Venir au monde par Gabriel Okoundji

Publié le 26 décembre 2013 par Eric Acouphene

Un matin, au sein de l’équipe où je travaille, est arrivé un faire-part envoyé par une collègue. Au recto, la figure d’un bébé émergeant de l’aube existentielle ; au verso : « Nous avons le bonheur de vous annoncer la venue au monde de notre petit Gaspard, le 19 septembre 2013. Nathalie et Pierre. »

À la découverte de cette carte, bien évidemment, comme tous mes collègues, c’est vers ce visage au regard à peine éclos que nous avons porté toute notre attention. Chacun semblant chercher la trace, le signe qui lui ferait affirmer que ce bout d’homme ressemble bel et bien à ses parents ! Mais ce qui a fait écho en moi, ce sont ces mots : « la venue au monde ». Car venir, c’est avoir parcouru un chemin, c’est avoir quitté un lieu, c’est recourir au monde.

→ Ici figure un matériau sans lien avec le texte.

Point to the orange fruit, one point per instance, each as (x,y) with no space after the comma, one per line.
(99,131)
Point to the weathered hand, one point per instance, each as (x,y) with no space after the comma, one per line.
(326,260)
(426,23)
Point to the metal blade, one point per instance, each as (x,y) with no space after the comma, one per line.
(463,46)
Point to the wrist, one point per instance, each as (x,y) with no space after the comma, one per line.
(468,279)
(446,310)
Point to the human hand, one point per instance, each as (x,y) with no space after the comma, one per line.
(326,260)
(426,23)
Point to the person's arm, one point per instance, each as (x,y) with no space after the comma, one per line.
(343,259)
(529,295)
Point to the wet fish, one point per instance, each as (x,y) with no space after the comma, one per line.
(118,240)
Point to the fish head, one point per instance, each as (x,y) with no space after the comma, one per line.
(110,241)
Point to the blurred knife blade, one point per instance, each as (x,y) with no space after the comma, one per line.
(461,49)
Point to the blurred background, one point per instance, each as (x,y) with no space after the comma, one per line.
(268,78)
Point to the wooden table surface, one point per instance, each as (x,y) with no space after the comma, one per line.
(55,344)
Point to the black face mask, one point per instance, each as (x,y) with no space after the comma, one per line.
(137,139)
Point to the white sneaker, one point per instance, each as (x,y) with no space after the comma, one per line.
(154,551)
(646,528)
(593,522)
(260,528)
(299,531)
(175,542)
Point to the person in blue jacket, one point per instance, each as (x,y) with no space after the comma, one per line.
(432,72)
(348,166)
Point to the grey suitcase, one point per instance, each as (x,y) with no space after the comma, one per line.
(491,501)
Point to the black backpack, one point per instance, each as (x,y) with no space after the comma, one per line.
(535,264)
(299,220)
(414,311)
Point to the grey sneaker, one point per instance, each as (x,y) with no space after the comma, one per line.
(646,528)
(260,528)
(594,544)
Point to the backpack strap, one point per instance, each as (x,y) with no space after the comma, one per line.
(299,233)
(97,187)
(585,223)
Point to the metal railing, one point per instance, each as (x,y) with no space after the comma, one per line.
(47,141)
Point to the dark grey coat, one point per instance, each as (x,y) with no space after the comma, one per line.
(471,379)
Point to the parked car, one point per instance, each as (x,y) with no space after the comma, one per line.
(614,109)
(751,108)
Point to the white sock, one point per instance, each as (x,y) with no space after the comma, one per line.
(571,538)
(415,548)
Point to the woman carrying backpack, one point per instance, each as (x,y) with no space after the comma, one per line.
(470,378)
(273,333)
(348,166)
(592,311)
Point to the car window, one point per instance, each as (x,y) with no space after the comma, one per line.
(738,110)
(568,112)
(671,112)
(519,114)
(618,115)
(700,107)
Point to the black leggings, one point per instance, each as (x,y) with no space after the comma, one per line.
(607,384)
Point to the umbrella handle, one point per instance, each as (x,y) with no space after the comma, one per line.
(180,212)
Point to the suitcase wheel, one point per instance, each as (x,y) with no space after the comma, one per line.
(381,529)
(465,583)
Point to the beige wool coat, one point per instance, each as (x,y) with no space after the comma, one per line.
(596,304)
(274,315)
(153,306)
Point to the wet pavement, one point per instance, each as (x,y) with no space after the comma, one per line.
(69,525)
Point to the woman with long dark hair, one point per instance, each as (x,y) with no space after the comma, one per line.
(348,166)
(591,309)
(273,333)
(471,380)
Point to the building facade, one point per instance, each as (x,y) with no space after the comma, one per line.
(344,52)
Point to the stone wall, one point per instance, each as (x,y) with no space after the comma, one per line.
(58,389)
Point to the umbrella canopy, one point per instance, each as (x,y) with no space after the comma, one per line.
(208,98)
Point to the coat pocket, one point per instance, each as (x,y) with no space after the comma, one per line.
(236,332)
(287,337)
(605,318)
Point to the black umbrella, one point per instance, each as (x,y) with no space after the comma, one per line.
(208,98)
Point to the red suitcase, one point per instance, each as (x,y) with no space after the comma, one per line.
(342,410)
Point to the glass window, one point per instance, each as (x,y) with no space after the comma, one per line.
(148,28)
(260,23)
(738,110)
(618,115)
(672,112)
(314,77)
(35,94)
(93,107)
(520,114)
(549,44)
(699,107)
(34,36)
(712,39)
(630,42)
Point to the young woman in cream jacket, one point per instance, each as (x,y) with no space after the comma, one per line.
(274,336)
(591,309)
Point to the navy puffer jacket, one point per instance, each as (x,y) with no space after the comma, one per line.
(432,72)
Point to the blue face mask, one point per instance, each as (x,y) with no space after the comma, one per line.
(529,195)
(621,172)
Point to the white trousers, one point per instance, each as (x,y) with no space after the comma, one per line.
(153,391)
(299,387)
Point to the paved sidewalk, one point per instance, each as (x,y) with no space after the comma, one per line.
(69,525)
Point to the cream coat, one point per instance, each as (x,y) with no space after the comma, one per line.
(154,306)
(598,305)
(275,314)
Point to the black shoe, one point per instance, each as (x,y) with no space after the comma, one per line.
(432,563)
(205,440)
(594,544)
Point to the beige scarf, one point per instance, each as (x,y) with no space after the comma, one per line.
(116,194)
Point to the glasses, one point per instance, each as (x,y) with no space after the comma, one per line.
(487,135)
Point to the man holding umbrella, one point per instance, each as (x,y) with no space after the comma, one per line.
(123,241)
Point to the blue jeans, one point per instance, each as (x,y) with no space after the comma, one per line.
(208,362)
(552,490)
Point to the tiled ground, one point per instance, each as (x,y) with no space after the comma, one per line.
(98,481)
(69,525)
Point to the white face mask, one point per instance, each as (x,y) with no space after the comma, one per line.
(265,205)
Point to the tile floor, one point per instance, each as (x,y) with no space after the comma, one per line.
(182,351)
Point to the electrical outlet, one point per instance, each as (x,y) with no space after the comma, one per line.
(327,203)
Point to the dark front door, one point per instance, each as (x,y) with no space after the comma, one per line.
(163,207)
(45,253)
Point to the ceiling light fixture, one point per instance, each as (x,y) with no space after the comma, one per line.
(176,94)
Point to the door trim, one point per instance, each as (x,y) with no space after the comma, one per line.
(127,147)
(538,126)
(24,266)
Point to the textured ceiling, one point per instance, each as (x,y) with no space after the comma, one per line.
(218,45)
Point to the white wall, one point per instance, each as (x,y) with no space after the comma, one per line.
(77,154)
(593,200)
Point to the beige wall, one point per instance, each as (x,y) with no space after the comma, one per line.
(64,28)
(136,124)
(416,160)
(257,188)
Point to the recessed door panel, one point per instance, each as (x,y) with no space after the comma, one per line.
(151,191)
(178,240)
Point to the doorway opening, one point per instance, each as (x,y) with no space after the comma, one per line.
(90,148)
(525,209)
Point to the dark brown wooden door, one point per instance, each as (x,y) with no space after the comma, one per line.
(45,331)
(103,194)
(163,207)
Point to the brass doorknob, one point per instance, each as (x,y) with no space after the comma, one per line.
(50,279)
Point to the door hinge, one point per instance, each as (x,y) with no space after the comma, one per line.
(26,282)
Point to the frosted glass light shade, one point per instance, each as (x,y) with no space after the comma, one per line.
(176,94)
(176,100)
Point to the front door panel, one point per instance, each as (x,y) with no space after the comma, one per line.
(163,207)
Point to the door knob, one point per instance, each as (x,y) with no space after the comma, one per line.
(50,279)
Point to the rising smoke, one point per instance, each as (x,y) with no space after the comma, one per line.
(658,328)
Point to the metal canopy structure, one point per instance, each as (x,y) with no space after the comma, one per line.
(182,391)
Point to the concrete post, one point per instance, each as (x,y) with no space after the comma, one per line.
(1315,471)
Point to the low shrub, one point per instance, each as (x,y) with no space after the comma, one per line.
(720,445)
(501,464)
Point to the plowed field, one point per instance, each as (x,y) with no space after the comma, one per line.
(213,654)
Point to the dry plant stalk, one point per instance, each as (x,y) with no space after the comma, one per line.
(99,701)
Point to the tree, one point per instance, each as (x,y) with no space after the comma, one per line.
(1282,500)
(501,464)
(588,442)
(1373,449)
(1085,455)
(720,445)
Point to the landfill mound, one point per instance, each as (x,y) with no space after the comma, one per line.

Quel lieu le petit Gaspard a-t-il donc quitté et quel chemin a-t-il emprunté pour venir au monde ? Me posant la question, je me suis tout naturellement tourné vers les représentations de la naissance sur les terres où j’ai vu le jour, en Afrique noire. Pour la pensée traditionnelle africaine en effet, l’univers est divisé en deux parties : le monde visible, qu’encercle le monde invisible. Ces deux parties, visible/monde des mortels et invisible/monde des ancêtres, composent le monde tout entier, tout comme la lumière et les ténèbres composent le jour tout entier.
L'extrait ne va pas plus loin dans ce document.